I. Purpose of Data Mining Repositories

Data Mining Repositories store data for:

  • Reporting
  • Analysis
  • Deriving insights

II. Data Warehouses

1. Definition

  • A central repository of data integrated from multiple sources
  • Act as a single “source of truth”, store historical and current data which has been cleansed, conformed and categorized.
  • When data gets loaded into data warehouse, it is ready modeled and structured for purposes.
  • Can store:
    • Relational data: CRM, ERP, HR and Finance applications
    • Non-relational data

2. Architecture

Data Warehouse's Architecture

3. Cloud-based data warehouses

Nowadays, data warehouses are moved into clouds.
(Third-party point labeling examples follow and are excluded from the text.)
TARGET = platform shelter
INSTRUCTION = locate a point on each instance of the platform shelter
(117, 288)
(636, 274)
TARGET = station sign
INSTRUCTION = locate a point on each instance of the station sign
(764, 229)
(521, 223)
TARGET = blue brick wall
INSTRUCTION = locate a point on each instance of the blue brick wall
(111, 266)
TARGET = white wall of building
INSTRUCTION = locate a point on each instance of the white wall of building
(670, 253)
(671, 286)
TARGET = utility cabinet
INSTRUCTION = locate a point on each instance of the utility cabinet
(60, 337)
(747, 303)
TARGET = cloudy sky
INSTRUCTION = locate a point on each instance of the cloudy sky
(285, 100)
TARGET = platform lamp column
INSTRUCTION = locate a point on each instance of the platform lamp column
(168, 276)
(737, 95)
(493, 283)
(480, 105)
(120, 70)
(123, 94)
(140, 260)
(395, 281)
Benefits

  • Lower costs
  • Limitless storage and compute capabilities
  • Pay as you go
  • Faster recovery

4. Usage

=> Use data warehouse when have massive of data and need to be rapidly available for reporting and other purposes.

Popular Providers

  • teradata
  • Oracle Exadata
  • IBM Db2
  • Netezza
  • AWS Redshift
  • Google BigQuery
  • Cloudera
  • Snowflake

III. Data Marts

1. Definition

  • Data Marts are sub-section of Data Warehouses, that are built for specifically for particular business function, purpose, or community of users.

Examples: - Data Scientists access customers’ session data in a specifically built data mart to build a recommender.

2. Types of Data Marts

There are 3 types of Data Marts:

  • Dependent Data Marts
  • Independent Data Marts
  • Hybrid Data Marts

a) Dependent Data Marts

  • Sub-section of an Enterprise Data Warehouse
  • Data source has been cleansed and transformed
  • Offers analytical capabilities of a restricted area of a data warehouse => provides isolated performance and isolated security.

Dependent Data Marts

b) Independent Data Marts

  • Created from other sources than Enterprise Data Warehouses, such as Internal Operational Systems or External Data.
  • Must clean and transform the data itself, since data is from the source directly.

Independent Data Marts

c) Hybrid Data Marts

  • Combination of Dependent and Independent Data Marts, which means the data sources are from Data Warehouse and others (Internal Operational Systems or External Data)

Hybrid Data Marts

3. Purpose of Data Marts

  • Provide data to users when they need it.
  • Accelerate business processes.
  • Provide cost and time efficient way to make data-driven decision
  • Improve user response time
  • Provide security and control

IV. Data Lakes

1. Definition

  • Is a data repository that store semi-structured and unstructured in their native (raw) formats.
  • While Data Warehouse’s data has been cleansed and transformed, data in data lakes can be loaded without defining the structured and schema of data.
  • Data is appropriately classified, protected and governed.
  • Can be deployed using:
  • Cloud Object Storage, such as Amazon S3.
  • Large-scale distributed systems such as Apache Hadoop
  • RDBMS, NoSQL

    2. Benefits

  • Store all types of data
  • Scale based on storage capacity
  • Saving time in defining structures, schemas, transformations (data is imported in its raw format)
  • Serving in different use cases and ways